Michael Specter has written an excellent comprehensive piece on the GMO debate over at the New Yorker this morning.
Structured loosely around following Vandana Shiva, a popular anti-GMO activist from India, on tour to Italy, Specter dedicates the first half of his article to fully hearing out the arguments against using genetically modified crops. This is a long article, but don't be deterred. It does appear at first that Specter is in awe of Shiva and her "nature against biotech" rhetoric. I almost stopped the article midway and tweeted my disappointment in the New Yorker for sounding too much like chef and organic movement activist, Alice Waters.

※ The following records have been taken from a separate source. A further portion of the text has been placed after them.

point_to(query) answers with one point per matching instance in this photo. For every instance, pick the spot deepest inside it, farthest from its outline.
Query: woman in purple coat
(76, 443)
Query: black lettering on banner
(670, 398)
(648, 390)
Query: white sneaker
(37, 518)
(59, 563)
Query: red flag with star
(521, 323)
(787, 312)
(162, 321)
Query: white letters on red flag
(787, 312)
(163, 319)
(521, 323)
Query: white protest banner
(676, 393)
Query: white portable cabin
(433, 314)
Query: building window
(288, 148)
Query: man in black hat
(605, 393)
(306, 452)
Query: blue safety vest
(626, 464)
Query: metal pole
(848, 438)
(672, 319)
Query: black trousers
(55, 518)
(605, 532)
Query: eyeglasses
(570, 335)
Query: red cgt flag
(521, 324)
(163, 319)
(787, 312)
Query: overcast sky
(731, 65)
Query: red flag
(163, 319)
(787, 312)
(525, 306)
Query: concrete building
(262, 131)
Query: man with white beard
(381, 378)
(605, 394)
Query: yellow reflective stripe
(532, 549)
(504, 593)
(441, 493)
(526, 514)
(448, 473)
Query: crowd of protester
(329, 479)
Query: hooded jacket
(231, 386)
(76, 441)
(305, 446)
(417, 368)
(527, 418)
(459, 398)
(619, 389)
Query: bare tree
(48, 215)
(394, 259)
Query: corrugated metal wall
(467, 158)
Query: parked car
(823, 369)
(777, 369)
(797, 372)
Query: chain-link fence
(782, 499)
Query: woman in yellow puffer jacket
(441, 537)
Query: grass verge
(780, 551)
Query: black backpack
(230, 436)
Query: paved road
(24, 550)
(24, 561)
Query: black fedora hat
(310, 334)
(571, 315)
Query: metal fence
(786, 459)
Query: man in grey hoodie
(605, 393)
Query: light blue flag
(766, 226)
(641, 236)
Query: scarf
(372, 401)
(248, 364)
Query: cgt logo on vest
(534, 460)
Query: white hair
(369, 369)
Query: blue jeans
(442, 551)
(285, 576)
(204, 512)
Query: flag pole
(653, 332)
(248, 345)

It's only after giving voice to Shiva and telling her story at length--she trained as a physicist before becoming one of the most popular anti-GMO activists, particularly in the West--that Specter begins to question her. And then he takes off the "kid gloves," and line by line discredits her claims. For example, most of Shiva's book jackets refer to her as one of the leading physicists in India. When Spector asked her if she'd ever worked as a physicist, she told him to Google her. He found nothing. The more he questioned, the less answers she had. Finally she stopped talking with him at all.

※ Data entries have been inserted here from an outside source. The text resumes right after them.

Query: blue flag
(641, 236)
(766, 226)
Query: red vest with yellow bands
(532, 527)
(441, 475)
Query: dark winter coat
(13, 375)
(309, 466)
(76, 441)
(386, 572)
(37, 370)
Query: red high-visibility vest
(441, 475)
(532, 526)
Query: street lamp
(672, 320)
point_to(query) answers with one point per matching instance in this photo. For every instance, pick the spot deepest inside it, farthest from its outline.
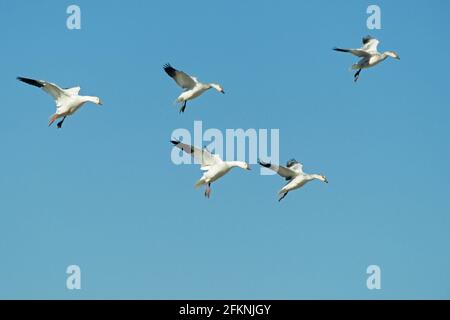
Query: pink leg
(52, 119)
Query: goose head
(218, 87)
(392, 54)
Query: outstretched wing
(356, 52)
(182, 79)
(370, 44)
(73, 91)
(204, 157)
(56, 92)
(285, 172)
(295, 166)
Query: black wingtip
(264, 164)
(171, 71)
(30, 82)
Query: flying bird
(369, 55)
(212, 165)
(67, 100)
(192, 87)
(293, 173)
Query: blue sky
(102, 193)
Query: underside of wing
(285, 172)
(51, 88)
(204, 157)
(182, 79)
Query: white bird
(67, 100)
(369, 55)
(212, 164)
(192, 87)
(293, 172)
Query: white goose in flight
(293, 173)
(369, 55)
(192, 87)
(67, 100)
(212, 164)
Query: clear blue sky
(102, 193)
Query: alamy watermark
(374, 279)
(73, 21)
(236, 144)
(73, 281)
(374, 20)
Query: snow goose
(293, 173)
(212, 164)
(369, 55)
(67, 100)
(192, 87)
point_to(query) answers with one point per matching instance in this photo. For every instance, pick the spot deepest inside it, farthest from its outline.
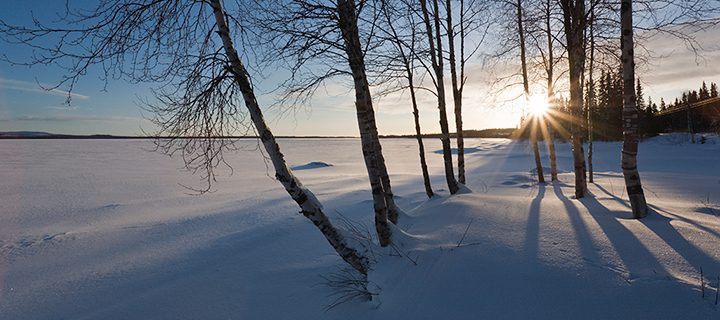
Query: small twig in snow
(465, 233)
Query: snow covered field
(102, 229)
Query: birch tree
(575, 22)
(405, 48)
(322, 40)
(187, 49)
(526, 92)
(436, 57)
(630, 116)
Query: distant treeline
(604, 104)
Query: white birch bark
(526, 91)
(374, 161)
(437, 63)
(310, 206)
(457, 91)
(550, 139)
(575, 23)
(630, 116)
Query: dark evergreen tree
(704, 92)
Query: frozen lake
(105, 229)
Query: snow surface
(311, 165)
(103, 229)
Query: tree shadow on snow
(638, 260)
(585, 241)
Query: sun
(538, 105)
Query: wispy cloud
(64, 108)
(26, 86)
(68, 118)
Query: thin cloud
(26, 86)
(69, 118)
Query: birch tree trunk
(418, 136)
(407, 60)
(591, 97)
(630, 116)
(551, 93)
(534, 124)
(310, 206)
(457, 91)
(437, 63)
(366, 119)
(575, 23)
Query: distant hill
(47, 135)
(485, 133)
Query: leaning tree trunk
(437, 61)
(551, 96)
(526, 87)
(457, 93)
(407, 63)
(393, 212)
(418, 136)
(365, 114)
(575, 22)
(591, 98)
(310, 206)
(630, 116)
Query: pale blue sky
(25, 106)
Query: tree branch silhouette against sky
(98, 107)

“It is absolutely remarkable to me how Vandana Shiva is able to get away with saying whatever people want to hear,” Gordon Conway, author of "One Billion Hungry: Can We Feed the World, tells Specter. “Shiva is lionized, particularly in the West, because she presents the romantic view of the farm,” Conway continues. “Truth be damned. People in the rich world love to dabble in a past they were lucky enough to avoid—you know, a couple of chickens running around with the children in the back yard. But farming is bloody tough, as anyone who does it knows. It is like those people who romanticize villages in the developing world. Nobody who ever lived in one would do that.”

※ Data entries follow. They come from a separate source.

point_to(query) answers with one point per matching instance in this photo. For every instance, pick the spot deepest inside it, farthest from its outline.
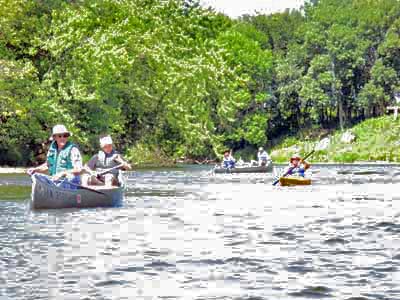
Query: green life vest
(59, 161)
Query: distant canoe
(49, 196)
(257, 169)
(288, 181)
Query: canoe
(46, 195)
(256, 169)
(288, 181)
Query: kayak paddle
(322, 145)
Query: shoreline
(22, 170)
(13, 170)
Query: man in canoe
(228, 161)
(106, 158)
(64, 161)
(262, 157)
(297, 166)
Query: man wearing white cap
(63, 158)
(106, 158)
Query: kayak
(257, 169)
(46, 195)
(288, 181)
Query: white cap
(105, 141)
(59, 129)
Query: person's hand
(127, 166)
(60, 175)
(31, 171)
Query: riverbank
(14, 170)
(373, 140)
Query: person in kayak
(64, 161)
(228, 161)
(263, 157)
(297, 166)
(105, 159)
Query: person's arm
(306, 165)
(39, 169)
(125, 164)
(90, 166)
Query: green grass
(376, 140)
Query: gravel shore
(8, 170)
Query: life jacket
(299, 171)
(106, 161)
(263, 156)
(59, 160)
(229, 162)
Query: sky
(235, 8)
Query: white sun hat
(59, 129)
(105, 141)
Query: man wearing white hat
(106, 158)
(63, 158)
(262, 157)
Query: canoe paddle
(109, 170)
(322, 145)
(84, 187)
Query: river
(186, 234)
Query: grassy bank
(376, 140)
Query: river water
(187, 234)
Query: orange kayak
(288, 181)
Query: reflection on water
(192, 235)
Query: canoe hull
(290, 181)
(47, 196)
(265, 169)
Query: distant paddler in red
(297, 166)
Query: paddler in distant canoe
(297, 166)
(228, 161)
(263, 157)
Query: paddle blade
(323, 144)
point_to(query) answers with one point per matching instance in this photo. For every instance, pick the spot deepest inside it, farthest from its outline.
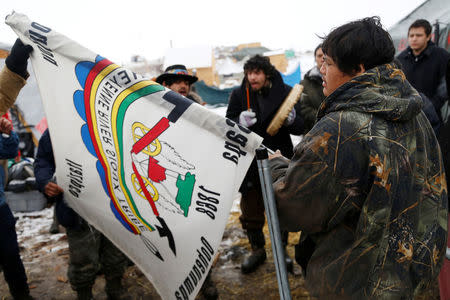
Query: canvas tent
(436, 12)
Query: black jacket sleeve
(44, 164)
(234, 105)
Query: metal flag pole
(272, 221)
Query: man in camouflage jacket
(367, 183)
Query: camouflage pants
(91, 252)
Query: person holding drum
(254, 105)
(367, 183)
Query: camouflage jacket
(367, 184)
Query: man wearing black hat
(178, 79)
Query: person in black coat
(12, 78)
(254, 105)
(424, 63)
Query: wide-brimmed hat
(176, 71)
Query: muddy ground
(45, 258)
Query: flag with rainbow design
(153, 171)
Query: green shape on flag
(185, 189)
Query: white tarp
(153, 171)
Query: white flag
(150, 169)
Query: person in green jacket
(367, 182)
(312, 95)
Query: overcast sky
(120, 29)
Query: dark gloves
(17, 59)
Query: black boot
(258, 254)
(287, 258)
(20, 293)
(24, 295)
(209, 290)
(114, 289)
(84, 293)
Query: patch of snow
(227, 66)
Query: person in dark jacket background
(367, 182)
(178, 79)
(254, 105)
(90, 251)
(312, 95)
(12, 78)
(428, 107)
(424, 63)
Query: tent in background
(294, 77)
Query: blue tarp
(292, 78)
(211, 94)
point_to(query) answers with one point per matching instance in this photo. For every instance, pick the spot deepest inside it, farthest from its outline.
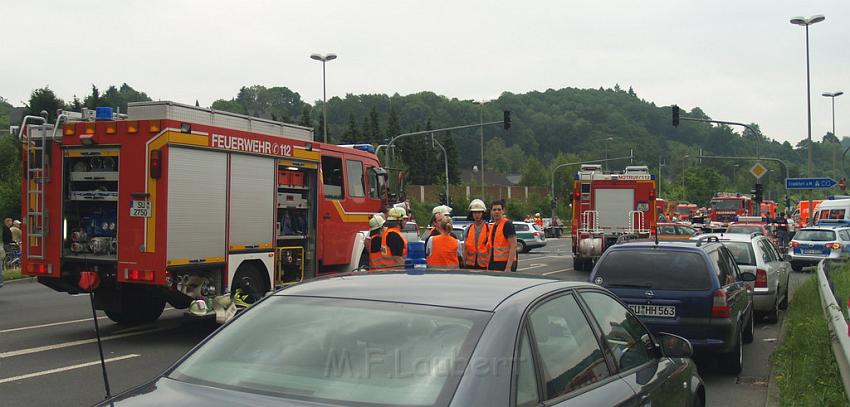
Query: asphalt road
(48, 355)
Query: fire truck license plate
(654, 310)
(140, 209)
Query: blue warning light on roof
(362, 147)
(103, 113)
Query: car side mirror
(674, 346)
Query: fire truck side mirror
(156, 164)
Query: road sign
(758, 170)
(810, 183)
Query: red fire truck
(725, 207)
(176, 203)
(608, 205)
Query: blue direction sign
(810, 183)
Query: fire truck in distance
(608, 205)
(726, 207)
(180, 204)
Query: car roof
(733, 237)
(685, 245)
(457, 289)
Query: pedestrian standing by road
(503, 253)
(373, 244)
(476, 241)
(443, 250)
(7, 235)
(436, 217)
(393, 243)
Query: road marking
(537, 258)
(66, 368)
(74, 343)
(556, 271)
(24, 328)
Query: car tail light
(719, 308)
(761, 278)
(138, 275)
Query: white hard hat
(376, 222)
(396, 214)
(477, 205)
(445, 210)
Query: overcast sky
(737, 60)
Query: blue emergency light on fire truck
(609, 205)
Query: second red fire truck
(608, 205)
(180, 204)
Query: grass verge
(805, 368)
(12, 274)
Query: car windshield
(742, 252)
(653, 268)
(726, 204)
(339, 351)
(815, 235)
(743, 230)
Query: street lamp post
(684, 163)
(323, 59)
(806, 22)
(833, 95)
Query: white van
(834, 211)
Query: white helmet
(376, 222)
(477, 205)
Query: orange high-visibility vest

Specter interviews some other notables in the article, including Mark Lynas, the British environmentalist who recently turned an about face of 180 degrees on the question of GMOs, apologizing to the Oxford Farming Conference for "demonizing an important technological option which can be used to benefit the environment.”
And Specter makes it to St. Louis to talk to Monsanto chairman, Hugh Grant, to ask him how he deals with the backlash. Grant confesses to Specter that in 2002, after commissioning a study to explore the idea of changing the company's name, he decided against it.
“It was my call, and it was a big mistake," says Grant.
It's great to see the New Yorker taking a firm, pro-science stance on this topic.